The first half of tonight’s Speechless double-feature (8 & 8:30 p.m., ABC) will get some deserved attention for its lavish musical number, a parody of “I’ve Got a Golden Ticket” from Willy Wonka & the Chocolate Factory in which Maya explores the underrated parts of jury duty. (You may have heard this: Minnie Driver can sing.) But the more important part of the episode comes in a subplot where J.J. creates a dating website profile and is dismayed to learn the number of reasons girls might have for wanting to date a person with a disability — reasons having nothing to do with J.J. himself.
From day one, Speechless has committed to not letting J.J. be defined by his cerebral palsy, but the first season nonetheless had to do a lot of heavy lifting in terms of establishing the mechanics of his everyday life, the constant fights his parents have to go through to get him the accommodations he needs, his adjustment to life in a mainstream classroom, etc. He had a clear personality — an impressive feat for a character who’s non-verbal and limited in his movements, it’s a testimony to what an expressive actor Micah Fowler is — but a lot of his stories were explicitly about him trying to get people to see past the wheelchair and at the kid sitting in it.
Second seasons of family shows can be tricky because the kids start aging rapidly — Mason Cook, who plays middle son Ray, grew into a Division III point guard overnight — and the kinds of stories that would have been easy to write for them in one season no longer apply in the next.
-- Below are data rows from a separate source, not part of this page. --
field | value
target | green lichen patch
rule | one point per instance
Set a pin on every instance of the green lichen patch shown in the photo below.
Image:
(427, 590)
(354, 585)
Making a show about a special needs family already has a high degree of difficulty — which I discussed with the creative team late last year — yet Speechless‘ second season has been stronger than its first.
Some of this is just the learning curve any well-run show experiences, where the writers figure out what their actors do best, and how to tweak character and story elements. Season two, for instance, has more frequently put Cedric Yarborough’s Kenneth one-on-one with DiMeo family members other than J.J., because he makes a great foil for everyone, while Ray got a girlfriend — Sedona James’ Taylor, who’s simultaneously way out of his league and so uptight that they’re a perfect match — to give him something to feel good about in the face of relentless mockery from everyone else.
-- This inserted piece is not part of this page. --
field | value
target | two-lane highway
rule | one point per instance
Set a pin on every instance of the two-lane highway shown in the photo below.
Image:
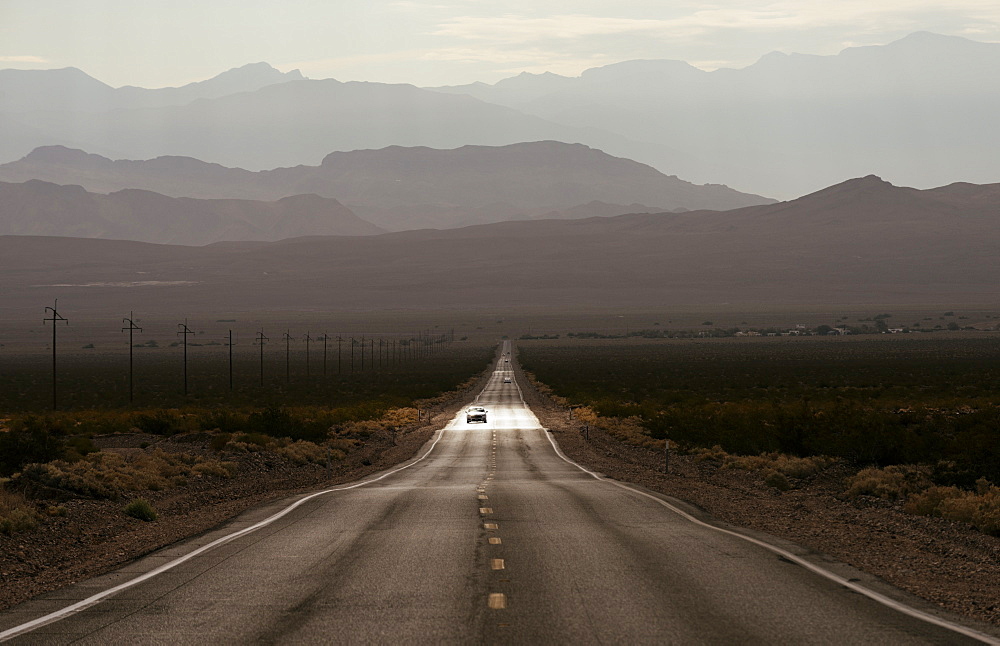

But the smartest thing Speechless has done has been to lean into the challenge that J.J. faces every day, by focusing on the things that make him tick beyond the CP, and to be sure that he always has a voice, regardless of which other character is there to read off of his word board.
It turns out that, for all of Maya’s superheroic efforts to get him the best education possible, he’s failing many of his classes. For practical reasons, this allows the show to keep him in the same school for an extra year (and puts off having to explain Kenneth’s continued presence once the school district isn’t paying for him to be J.J.’s aide), but it also speaks to the fact that he’s not some idealized role model of disability, and also to his own understandable anxieties: a lot of this year’s stories (including the one in tonight’s second episode) involve J.J. worrying about failure in spite of all the accommodations his parents and the school have arranged for him. Season two has also emphasized his love of film — he finally has a best friend, a fellow movie geek who speaks almost entirely in quoted dialogue, and in tonight’s second episode gets to direct a horror movie starring his classmates — and also his desire to meet girls, bringing the two together in an episode where he tried to get a job as an extra in a campus sex comedy. He’s sensitive about people focusing on the chair, but also painfully aware of the hoops people sometimes have to go through to hang out with him. (Last week’s episode involved J.J. and his new friend trying to make a Goodfellas screening in conditions that weren’t very wheelchair-friendly.)
J.J.’s disability is always a part of the stories Speechless tells, because it’s always a part of his life. But he, and the show, have become about so much more than that, while continuing to find a way to wring laughs out of the world of disability without ever seeming like anyone’s making light of the issues. It’s a sweet show, but it remains a funny show first, and better establishing who J.J. is has only strengthened both halves of that equation.
Season two’s almost done, but Speechless has by now proven itself so durable, versatile, and just plain joyful to watch that I look forward to a long run, including seeing J.J. transition from special needs kid to adult. What kind of man will he become? I don’t know, but I’m confident Speechless will tell me in very thoughtful and entertaining fashion.
What has everybody else thought of season two?